Hey, the Dolphins looked different with their new game plans and strategies and stuff for three quarters on Sunday.
The defense was blitzing, which is not typical. And rookie Jerome Baker had two sacks -- the first and second of his career.
And the defense was holding the Cincinnati Bengals to only a field goal through three quarters on Sunday.
The offense, meanwhile, was using this new approach with Kenyan Drake and Frank Gore.
Gore was running the ball mostly between the tackles. Drake was being used for outside runs and as a pass-catching threat out of the backfield and even split out wide.
And the reward for this was a touchdown reception for Drake. And Gore averaging 5.5 yards per rush.
The Dolphins led 17-3. Cool!
And then reality hit.
The Bengals, falling steadily behind, decided they had to throw the football. That’s typically good for the defense. You know, turning the offense one-dimensional and all.
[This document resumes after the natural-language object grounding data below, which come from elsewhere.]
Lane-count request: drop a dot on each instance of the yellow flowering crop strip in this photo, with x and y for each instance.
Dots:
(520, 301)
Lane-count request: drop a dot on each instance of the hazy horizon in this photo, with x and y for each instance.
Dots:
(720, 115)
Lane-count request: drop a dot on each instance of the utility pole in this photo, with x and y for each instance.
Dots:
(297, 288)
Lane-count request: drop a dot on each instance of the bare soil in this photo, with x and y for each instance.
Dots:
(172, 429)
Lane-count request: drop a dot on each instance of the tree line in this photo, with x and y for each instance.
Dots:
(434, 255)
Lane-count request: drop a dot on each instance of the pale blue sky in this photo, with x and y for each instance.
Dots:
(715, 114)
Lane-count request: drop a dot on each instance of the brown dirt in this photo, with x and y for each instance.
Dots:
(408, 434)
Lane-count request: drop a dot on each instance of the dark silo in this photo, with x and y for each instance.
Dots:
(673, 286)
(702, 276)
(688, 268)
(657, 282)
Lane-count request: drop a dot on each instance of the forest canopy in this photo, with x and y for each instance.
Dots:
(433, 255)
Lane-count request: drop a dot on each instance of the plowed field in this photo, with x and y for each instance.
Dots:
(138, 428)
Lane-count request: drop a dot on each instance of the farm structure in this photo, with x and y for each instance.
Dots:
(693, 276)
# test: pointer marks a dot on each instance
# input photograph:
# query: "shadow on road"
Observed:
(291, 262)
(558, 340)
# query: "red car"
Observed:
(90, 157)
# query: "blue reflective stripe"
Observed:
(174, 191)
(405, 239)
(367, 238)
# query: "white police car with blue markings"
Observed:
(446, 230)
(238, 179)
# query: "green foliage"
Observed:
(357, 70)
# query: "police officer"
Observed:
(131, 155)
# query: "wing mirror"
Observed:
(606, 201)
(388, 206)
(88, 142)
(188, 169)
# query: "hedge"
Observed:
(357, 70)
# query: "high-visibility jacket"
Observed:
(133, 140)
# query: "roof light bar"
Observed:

But it was bad for the Miami in the fourth quarter.
Cincinnati quarterback Andy Dalton engineered an eight-play drive, with the payoff an 18-yard throw to Joe Mixon for the Bengals first touchdown of the game.
No problem, right.
The Dolphins would get the ball back and, having played good complementary football all day, could score and keep the game under control.
The offense set off on one of the most bizarre moments in recent history.
Tannehill, pressured out of the pocket, threw an inexplicable pass to who knows who. And the ball hit a Cincy defender. And then it bounded off tight end Durham Smythe. And then it ricocheted into the hands of defensive end Michael Johnson.
Johnson, as shocked as you and me that he had the football, turned and ran 22 yards for a tying score.
That, folks, is the anatomy of a lead lost.
So how was the game lost?
Well, the Bengals got the ball back. And, of course, they got the go-ahead points on a field goal.
And then with 3:30 to play, the Miami offense had a chance for heroics. And had none to offer.
It only offered clown car plays.
Sam Young, playing for Laremy Tunsil because the starting left tackle had a concussion, was called for a false start.
And a couple of desperate plays later, Tannehill was moving out of the pocket and as he was preparing to throw, defensive end Carlos Dunlap hit the Miami quarterback. And the ball fluttered out.
And Sam Hubbard was thrilled with the ball falling into his grasp. He then ran 19 yards for the score. It was ruled as a fumble recovery.
So in this game the Miami offense gave up twice as many touchdowns as it scored.
In the fourth quarter, the Dolphins allowed two opposing defensive linemen to score touchdowns.
In this game, we saw three quarters of solid play. And one meltdown quarter that reminded us of the 1966 Dolphins -- the expansion Dolphins who couldn’t get out of their own way.
This was a face palm performance, folks.
Shocking in its circus nature.
Disappointing is not the right word.
Blow a game by giving up 14 points when the defense isn’t even on the field?